Chaos at the Marc Anthony concert in Madrid

It was courteous this Tuesday Marc Anthony.

Chaos at the Marc Anthony concert in Madrid

It was courteous this Tuesday Marc Anthony. He brought together 25,000 people at Ifema and of course, the chaos at the entrance was such that he did us the favor of being half an hour late. Complaints on social networks were many, there is talk of 'fraud' and 'scam' with ease. The organizers are branded as 'scoundrels' as well. And it is that, both at the entrance and at the exit, numerous incidents took place. Access roundabouts blocked, people protesting and blaming Ifema and Ayuso... and two policemen for every kilometer of traffic jam. In the end, the 25,000 people in the adjacent car parks fit but many people entered the venue with the concert already started.

So, on the run, without accreditation and having to throw a smoking cigarette that had at least 15 cents to live on the floor, I was able to hear the welcome ovation: Puerto Rican ‘in the house’.

I was looking for my entrance with 'Valió la pena' in the background, an ideal intergenerational success to open. It took Anthony a (painful) stanza to get into the role, but then he was up to it. That said, with all the problems in the world (poor visibility, people who couldn't hear well in the back rows, apart from the commented entry and exit jams...) they are the result of the poor decision of the promoter who decided that in Ifema can fit that number of people. A predictable mistake but that spoiled the evening for more than one.

The New Yorker/Puerto Rican has made a career in half the world with unprecedented commercial success, being the salsa artist who has sold the most records on the planet (30 million copies). Although he does not need excuses to come to Madrid to sing, yesterday he presented his latest work 'Pa'lla voy', which follows the line of his recording career. Only the homonymous sounded from the album, a correct traditional sauce.

Sometimes, due to industry bias, these types of artists are thought to be studio products languishing on stage. This Puerto Rican showed yesterday that it is not his case, commanding the band, eating up the stage and revealing that Caribbean flow that people who know how to move their hips have.

It is a style, badly called Latin by lazy people, difficult for musicians. Twenty instruments on stage, energetic arrangements in which there is hardly any rest, many percussion lines that intersect... From the perfect assembly of the band comes that 'something' that makes you dance. And the applause then goes to Anthony… oh, life.

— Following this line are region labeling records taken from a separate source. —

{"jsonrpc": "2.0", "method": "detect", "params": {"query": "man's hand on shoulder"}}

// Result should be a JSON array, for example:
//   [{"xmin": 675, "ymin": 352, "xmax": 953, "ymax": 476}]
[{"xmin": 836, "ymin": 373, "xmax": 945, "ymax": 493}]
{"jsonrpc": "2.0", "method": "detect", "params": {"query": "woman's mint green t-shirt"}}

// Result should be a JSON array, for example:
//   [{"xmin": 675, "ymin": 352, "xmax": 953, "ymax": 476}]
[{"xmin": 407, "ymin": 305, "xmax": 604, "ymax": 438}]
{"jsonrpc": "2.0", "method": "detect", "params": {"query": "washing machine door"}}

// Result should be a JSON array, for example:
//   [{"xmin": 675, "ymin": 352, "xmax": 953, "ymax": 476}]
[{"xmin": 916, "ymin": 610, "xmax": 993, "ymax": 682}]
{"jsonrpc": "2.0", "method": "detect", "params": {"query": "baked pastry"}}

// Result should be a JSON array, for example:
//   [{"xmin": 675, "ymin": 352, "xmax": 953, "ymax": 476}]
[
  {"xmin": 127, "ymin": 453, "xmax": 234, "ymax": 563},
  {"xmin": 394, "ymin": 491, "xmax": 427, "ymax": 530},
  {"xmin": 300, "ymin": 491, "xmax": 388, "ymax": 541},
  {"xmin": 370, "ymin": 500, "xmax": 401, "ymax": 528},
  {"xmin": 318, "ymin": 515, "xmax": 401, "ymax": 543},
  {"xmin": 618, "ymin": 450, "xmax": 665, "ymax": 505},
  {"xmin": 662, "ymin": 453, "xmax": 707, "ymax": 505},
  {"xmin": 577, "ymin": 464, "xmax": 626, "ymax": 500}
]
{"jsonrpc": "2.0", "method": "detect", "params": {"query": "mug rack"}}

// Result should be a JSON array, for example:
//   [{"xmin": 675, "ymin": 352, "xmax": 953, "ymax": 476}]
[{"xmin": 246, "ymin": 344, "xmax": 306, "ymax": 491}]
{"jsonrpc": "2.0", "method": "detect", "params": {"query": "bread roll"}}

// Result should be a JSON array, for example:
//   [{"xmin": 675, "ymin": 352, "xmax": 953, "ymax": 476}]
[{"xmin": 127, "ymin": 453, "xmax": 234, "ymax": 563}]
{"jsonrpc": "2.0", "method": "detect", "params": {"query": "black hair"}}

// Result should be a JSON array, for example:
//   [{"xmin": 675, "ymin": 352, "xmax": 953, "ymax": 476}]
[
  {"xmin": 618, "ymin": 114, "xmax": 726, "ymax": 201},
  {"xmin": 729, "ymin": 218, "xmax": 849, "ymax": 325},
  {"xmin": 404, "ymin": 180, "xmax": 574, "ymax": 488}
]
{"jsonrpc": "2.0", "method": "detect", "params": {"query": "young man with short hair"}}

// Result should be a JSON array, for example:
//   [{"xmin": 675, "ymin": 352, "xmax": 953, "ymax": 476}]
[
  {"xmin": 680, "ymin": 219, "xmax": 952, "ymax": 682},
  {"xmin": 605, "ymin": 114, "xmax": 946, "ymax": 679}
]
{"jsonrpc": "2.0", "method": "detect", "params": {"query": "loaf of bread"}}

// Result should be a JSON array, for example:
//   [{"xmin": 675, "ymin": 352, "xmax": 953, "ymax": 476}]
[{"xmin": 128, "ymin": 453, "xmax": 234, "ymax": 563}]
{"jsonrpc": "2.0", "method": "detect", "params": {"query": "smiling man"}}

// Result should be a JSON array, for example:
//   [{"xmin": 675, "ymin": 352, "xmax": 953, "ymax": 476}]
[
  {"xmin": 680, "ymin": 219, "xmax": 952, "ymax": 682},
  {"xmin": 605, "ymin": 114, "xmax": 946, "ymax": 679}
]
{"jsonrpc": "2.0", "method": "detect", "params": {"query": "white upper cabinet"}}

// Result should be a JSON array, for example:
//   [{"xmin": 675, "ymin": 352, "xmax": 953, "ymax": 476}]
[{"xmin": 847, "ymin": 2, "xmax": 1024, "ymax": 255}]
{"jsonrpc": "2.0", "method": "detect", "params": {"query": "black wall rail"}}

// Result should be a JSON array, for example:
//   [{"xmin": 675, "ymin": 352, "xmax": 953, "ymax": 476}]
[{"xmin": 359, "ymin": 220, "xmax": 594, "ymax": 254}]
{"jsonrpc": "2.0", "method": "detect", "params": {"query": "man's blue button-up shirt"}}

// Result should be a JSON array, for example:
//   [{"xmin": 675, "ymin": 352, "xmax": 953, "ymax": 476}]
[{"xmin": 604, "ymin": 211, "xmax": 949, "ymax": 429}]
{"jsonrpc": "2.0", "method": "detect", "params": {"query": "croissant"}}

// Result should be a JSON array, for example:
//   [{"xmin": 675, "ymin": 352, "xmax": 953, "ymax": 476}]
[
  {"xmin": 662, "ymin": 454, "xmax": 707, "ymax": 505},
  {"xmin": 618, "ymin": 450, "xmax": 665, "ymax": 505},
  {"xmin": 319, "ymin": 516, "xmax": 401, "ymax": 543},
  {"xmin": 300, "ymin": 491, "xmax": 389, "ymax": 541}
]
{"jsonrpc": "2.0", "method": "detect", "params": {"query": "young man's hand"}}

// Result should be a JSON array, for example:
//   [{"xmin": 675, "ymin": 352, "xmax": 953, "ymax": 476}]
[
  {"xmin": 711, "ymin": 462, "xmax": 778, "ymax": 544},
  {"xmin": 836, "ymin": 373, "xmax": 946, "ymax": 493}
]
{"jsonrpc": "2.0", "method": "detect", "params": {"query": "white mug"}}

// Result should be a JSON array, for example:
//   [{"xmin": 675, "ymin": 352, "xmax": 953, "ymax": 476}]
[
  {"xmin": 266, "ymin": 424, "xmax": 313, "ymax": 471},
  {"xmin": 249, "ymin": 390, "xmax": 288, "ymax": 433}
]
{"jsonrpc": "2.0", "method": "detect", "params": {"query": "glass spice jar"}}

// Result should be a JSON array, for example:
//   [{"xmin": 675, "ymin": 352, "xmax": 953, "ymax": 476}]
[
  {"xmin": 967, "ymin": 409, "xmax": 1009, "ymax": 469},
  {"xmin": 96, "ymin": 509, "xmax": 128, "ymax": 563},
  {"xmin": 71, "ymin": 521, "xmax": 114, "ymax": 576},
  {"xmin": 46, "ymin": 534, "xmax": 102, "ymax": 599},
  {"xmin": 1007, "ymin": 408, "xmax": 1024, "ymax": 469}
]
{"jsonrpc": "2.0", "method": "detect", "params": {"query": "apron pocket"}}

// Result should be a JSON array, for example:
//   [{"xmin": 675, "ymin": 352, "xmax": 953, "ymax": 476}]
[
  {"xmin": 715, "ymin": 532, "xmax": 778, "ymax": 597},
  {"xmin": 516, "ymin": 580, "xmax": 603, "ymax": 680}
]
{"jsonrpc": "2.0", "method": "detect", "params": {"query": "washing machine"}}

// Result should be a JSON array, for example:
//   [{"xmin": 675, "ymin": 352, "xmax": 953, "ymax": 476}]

Something very, very unusual to see is a long guitar solo in these songs. Five minutes of Mario Guino's virtuosity clock with Marc Anthony cast aside is a once-in-a-lifetime thing. Great moment for the talented guitarist.

The musical climax of the concert was a wonderful version of 'And how is he?' Elegant and seductive, Anthony sang with the wisdom of one who knows that life does not end in heartbreak and that the heart can withstand several fractures.

To contrast, and because artists are like that, the following was his lowest moment of the evening. A real shame, because the song, 'What price does heaven have?', is one of the best compositions in the repertoire.

The public sang all but the new one. I imagined that the woman who was expressing her frustration via direct Instagram when we were stuck at the Valdebebas roundabout would be jumping when the encores began and I reminded myself, once again, that music has something special.

The most international salsero said goodbye to a city, ours, with 'Vivir mi vida', which sold out tickets, stood in line for two hours and acted as a chorus girl on many songs. He left like the greats, without heavy harangues or delusions of grandeur and the guarantee that, in his field, he is one of the best in the world.